Eskişehir’de, Arı Sineması önünde, kemiklerimize kadar işleyen bir soğukta Eşkıya için sıra bekliyoruz… Aklımda Livaneli’nin “Eşkıya dünyaya hükümdar olmaz” şarkısı… Ve kapalı mekânlarda sigara içilmesinin yasaklanacağı, Ankara Garı önüne 102 kişinin ölüp olay yerine “Olay Yeri” yazılı şeritlerin çekileceği ve “Tekbir” in “herkes canını korusun” manasına geleceği çağların çok uzağındaydık.
Kendimiz kadardı dilediğimiz dünyalar, ne bir eksik ne bir fazla! Kendimiz kadar bilir, kendimiz kadar yaşar ve kendimiz kadar yer açardık yanımızda… İyi de ederdik! Yine en çok maviyi severdim ve mavi kadardı tüm renklerim. Yanlarımız genişledikçe yalanlarımız da çoğaldı ve kontrolden çıktı hayatlarımız! Üzüldük! Vicdan azabına kapalı devre vicdansızlıklar gördük büyüdükçe ve kahırlandık. Sanırım; vicdan azabı, öldüren bir silah, kimse yanına yaklaşmıyor!
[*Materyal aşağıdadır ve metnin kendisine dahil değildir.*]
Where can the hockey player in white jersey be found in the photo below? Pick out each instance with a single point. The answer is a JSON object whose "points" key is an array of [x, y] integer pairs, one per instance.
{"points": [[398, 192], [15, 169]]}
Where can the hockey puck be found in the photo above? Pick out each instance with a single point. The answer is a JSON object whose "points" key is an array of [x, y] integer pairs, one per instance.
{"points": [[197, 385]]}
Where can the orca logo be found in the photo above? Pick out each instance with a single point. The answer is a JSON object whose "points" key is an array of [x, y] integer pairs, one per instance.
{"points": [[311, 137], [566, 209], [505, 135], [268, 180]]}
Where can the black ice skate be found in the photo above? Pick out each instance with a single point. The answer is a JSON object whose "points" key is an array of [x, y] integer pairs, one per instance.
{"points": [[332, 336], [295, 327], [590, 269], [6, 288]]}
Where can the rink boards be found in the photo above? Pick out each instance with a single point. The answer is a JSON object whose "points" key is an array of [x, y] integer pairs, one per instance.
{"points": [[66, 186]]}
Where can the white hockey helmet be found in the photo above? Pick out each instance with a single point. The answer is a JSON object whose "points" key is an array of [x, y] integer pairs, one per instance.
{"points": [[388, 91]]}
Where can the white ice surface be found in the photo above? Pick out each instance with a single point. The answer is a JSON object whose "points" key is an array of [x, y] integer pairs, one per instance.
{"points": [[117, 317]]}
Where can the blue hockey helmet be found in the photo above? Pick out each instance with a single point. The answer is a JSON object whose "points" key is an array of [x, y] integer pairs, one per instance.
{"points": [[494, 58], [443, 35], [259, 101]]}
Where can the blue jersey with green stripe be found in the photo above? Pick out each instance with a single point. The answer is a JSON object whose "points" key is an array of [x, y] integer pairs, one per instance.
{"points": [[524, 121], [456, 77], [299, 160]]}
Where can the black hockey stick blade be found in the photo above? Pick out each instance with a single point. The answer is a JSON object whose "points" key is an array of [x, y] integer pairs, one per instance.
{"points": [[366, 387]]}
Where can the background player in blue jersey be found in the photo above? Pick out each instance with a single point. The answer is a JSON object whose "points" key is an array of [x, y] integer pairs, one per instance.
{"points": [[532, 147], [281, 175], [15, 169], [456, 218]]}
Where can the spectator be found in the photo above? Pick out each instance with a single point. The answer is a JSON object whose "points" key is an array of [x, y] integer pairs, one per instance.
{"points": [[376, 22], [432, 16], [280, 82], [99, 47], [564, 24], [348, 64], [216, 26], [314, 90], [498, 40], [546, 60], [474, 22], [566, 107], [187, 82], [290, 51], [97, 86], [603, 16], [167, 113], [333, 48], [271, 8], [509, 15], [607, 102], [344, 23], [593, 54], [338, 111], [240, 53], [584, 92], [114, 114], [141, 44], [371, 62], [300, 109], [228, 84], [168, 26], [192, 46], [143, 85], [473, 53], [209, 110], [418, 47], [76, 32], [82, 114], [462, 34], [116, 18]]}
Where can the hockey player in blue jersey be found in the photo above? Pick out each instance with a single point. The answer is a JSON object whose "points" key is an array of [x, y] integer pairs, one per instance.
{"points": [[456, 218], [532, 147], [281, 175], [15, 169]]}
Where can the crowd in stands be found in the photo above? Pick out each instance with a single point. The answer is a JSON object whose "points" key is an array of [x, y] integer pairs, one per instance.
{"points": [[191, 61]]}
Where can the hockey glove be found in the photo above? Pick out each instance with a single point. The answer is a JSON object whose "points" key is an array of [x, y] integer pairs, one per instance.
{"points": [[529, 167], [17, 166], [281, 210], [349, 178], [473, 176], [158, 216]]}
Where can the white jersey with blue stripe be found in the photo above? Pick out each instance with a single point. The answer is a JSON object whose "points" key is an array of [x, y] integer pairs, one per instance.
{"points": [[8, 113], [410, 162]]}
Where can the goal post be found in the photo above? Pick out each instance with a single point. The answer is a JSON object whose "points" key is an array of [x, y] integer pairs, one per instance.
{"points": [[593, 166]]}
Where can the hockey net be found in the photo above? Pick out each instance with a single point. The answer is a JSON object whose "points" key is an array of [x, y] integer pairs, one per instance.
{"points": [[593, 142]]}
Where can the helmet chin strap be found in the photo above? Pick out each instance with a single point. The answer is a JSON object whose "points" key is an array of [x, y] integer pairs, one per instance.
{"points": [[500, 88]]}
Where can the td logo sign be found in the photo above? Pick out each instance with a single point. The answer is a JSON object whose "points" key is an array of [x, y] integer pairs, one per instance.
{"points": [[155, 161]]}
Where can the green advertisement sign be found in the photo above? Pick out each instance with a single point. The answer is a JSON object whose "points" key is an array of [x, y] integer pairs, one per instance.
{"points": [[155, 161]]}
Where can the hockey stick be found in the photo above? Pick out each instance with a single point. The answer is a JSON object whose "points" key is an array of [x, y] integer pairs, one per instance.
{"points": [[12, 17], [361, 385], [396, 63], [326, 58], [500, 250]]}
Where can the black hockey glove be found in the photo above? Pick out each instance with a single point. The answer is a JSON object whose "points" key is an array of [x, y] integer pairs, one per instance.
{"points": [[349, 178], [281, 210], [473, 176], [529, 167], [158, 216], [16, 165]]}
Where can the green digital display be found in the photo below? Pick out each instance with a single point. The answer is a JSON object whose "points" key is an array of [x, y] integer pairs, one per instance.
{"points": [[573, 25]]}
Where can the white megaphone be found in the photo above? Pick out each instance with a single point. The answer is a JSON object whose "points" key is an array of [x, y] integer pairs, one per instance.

Hayallerimiz vardı herkes gibi ve “hayallerinden dönenin rüyası kırılsın” diye sarılırdık hayallerimize… Belki eksik, belki fazlaydı ama yüzde yüz bizimdi hayallerimiz!
Dünya da, ülkemiz de değişiyordu. Baş döndürücü bir hızla değişiyordu; değişmez, değiştirilmesi teklif dahi edilmez diye bellediklerimiz. Gümrük Birliği’ne girmiş olmamız, tüm yurtta ve yavru vatan Kıbrıs ile dış temsilciliklerde coşkuyla karşılanıyordu. Ve Avrupa Birliği’ne tam üyelik için müzakere çerçeve belgesinin kabul edilmesine dilimiz dahi dönmüyordu. Yani orası hayalden bile değildi.
Yine de yokluk vardı be! İnsanı incitmeyen yokluk yıllarıydı!
Memleketimizden uzaktık, uzak memleketlerin aralarındaki mahallelerde kiracıydık ya, bir zaman sonra o mahalleler de bizim oluyordu! İnsanoğlu işte, su misali, hangi kaba girse onun şeklini alıyor! O, ara mahallelerin eskimiş evlerinin, eskimiş duvarlarında eskilerden kalma, kırmızı yazılar vardı ve o kadar emindik ki o yazıları yazanların artık bu mahalleli olmadığından! Türkiye, koca bir çağı siliyordu hafızasından ve Birinci Sigarası artık son demlerini yaşıyordu, köşe bakkalların, camı paslı vitrinlerinde.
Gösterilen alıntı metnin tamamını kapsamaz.